Introduction

Philippe Parreno’s solo exhibition at the Gropius Bau has various different modes of existence that will change over time. 

 

Some works reappear in a mutated form. Both films Anywhen (2017) and The Crowd (2018) have been entirely re-edited. The flower wallpaper, previously seen as a background element on the set of Parreno’s film Marilyn (2012), comes to the fore as an individual work covering a gallery wall. Hundreds of drawings of fireflies flash on a large LED screen and then fade away, their lifespan governed by algorithms. This is an automaton made out of many others. 

 

Disembodied, free- floating sensations and intensities will directly affect the bodies of the works themselves and those visiting the show. In one room, three different wind vortexes guide the circulation of balloon fish on an elaborate path. Live sounds, emanating from somewhere in or beyond the city, leak inside the museum walls and spread from one room to another. 

 

You will notice some synchronicities. Sounds re-surface in the reflecting pool of the atrium as they are transduced into visual patterns of water lilies. Light changes in the galleries as automatic blinds rise and fall, following a rhythm governed by an unknown authority. Another area is bathed in an eerie orange glow that evokes the fictional future of our fading sun. 

 

As we move through the exhibit, we begin to feel as though we have entered a dimension not organised according to our normal spatial coordinates.
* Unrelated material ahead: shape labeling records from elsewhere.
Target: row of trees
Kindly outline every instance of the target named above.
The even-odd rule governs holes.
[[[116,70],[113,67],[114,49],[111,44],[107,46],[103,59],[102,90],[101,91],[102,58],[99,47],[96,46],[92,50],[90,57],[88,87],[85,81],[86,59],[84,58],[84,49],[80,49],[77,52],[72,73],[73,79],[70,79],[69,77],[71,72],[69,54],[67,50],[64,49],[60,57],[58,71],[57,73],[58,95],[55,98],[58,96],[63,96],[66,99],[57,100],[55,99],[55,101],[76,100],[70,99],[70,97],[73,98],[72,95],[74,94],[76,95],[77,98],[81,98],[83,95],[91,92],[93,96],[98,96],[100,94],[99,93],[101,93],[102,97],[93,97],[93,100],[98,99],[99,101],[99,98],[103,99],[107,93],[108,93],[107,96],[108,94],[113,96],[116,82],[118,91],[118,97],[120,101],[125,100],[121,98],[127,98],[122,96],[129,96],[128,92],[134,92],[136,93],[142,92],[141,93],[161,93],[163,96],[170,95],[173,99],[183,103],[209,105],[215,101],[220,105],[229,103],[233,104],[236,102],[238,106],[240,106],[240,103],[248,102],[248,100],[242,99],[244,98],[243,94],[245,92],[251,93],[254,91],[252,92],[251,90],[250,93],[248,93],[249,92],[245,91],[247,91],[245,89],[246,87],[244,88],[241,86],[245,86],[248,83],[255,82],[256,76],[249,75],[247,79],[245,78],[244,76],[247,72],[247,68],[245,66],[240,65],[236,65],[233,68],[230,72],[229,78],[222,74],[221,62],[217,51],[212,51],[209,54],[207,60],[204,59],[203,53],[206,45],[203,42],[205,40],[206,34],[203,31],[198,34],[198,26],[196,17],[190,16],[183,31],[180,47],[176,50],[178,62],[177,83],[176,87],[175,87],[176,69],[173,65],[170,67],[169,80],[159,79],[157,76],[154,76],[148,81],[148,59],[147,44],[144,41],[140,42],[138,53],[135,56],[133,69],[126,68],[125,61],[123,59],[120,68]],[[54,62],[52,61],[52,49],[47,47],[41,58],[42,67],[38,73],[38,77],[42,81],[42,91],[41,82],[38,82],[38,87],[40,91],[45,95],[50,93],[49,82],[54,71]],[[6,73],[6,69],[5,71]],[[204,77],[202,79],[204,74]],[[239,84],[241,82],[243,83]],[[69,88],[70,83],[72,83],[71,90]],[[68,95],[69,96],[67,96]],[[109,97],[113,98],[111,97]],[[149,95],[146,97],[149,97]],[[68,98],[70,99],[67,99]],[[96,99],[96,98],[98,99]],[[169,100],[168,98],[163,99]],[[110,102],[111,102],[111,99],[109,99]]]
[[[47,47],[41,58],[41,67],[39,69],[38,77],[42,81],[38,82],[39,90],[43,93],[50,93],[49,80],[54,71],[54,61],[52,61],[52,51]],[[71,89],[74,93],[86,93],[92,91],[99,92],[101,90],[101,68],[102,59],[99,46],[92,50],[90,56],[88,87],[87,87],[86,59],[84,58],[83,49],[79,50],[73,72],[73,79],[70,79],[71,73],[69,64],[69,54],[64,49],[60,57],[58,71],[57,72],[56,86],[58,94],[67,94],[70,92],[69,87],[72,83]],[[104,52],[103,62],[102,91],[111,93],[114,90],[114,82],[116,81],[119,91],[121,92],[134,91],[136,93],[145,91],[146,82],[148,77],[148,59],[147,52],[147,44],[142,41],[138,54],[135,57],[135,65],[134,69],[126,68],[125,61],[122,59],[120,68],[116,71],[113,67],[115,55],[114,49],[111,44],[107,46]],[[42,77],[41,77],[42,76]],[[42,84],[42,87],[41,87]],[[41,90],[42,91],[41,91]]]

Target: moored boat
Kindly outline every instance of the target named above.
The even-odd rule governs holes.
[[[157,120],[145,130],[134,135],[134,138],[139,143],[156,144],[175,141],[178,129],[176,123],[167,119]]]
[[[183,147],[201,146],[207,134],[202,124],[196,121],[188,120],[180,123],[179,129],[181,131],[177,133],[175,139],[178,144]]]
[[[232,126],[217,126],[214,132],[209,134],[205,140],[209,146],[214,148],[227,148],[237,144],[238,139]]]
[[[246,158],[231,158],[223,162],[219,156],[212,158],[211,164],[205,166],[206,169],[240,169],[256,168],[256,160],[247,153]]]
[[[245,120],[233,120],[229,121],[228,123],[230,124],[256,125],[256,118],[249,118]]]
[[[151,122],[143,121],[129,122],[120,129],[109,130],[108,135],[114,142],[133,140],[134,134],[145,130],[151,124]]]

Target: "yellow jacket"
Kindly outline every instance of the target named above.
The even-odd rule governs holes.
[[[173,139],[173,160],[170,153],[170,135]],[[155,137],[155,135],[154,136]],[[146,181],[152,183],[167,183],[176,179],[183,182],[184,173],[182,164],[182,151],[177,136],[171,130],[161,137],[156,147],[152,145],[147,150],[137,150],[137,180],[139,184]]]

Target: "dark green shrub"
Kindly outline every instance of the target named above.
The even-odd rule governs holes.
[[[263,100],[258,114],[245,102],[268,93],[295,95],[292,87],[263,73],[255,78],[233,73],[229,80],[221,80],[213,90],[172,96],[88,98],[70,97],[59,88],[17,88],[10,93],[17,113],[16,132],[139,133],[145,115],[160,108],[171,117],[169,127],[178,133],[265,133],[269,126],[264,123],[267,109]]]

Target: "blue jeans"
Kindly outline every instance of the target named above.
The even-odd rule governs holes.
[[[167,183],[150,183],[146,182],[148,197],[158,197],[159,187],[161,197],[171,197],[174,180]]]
This is an inner space, a purely mental landscape, a site animated by fuzzy logic. 

 

In an isolated booth there is a bioreactor consisting of a beaker in which microorganisms multiply, mutate, and adapt to their environment. Connected to computers that orchestrate the events in the exhibition, these yeast cultures develop a memory—a collective intelligence—that learns the changing rhythms of the show and evolves to anticipate future variations. As the micro-organisms continuously interact with each other, and with the contingent events taking place in the museum, their neural circuitry sets a complex non-deterministic, non-linear mise-en-scène in motion through a series of non-periodic cycles.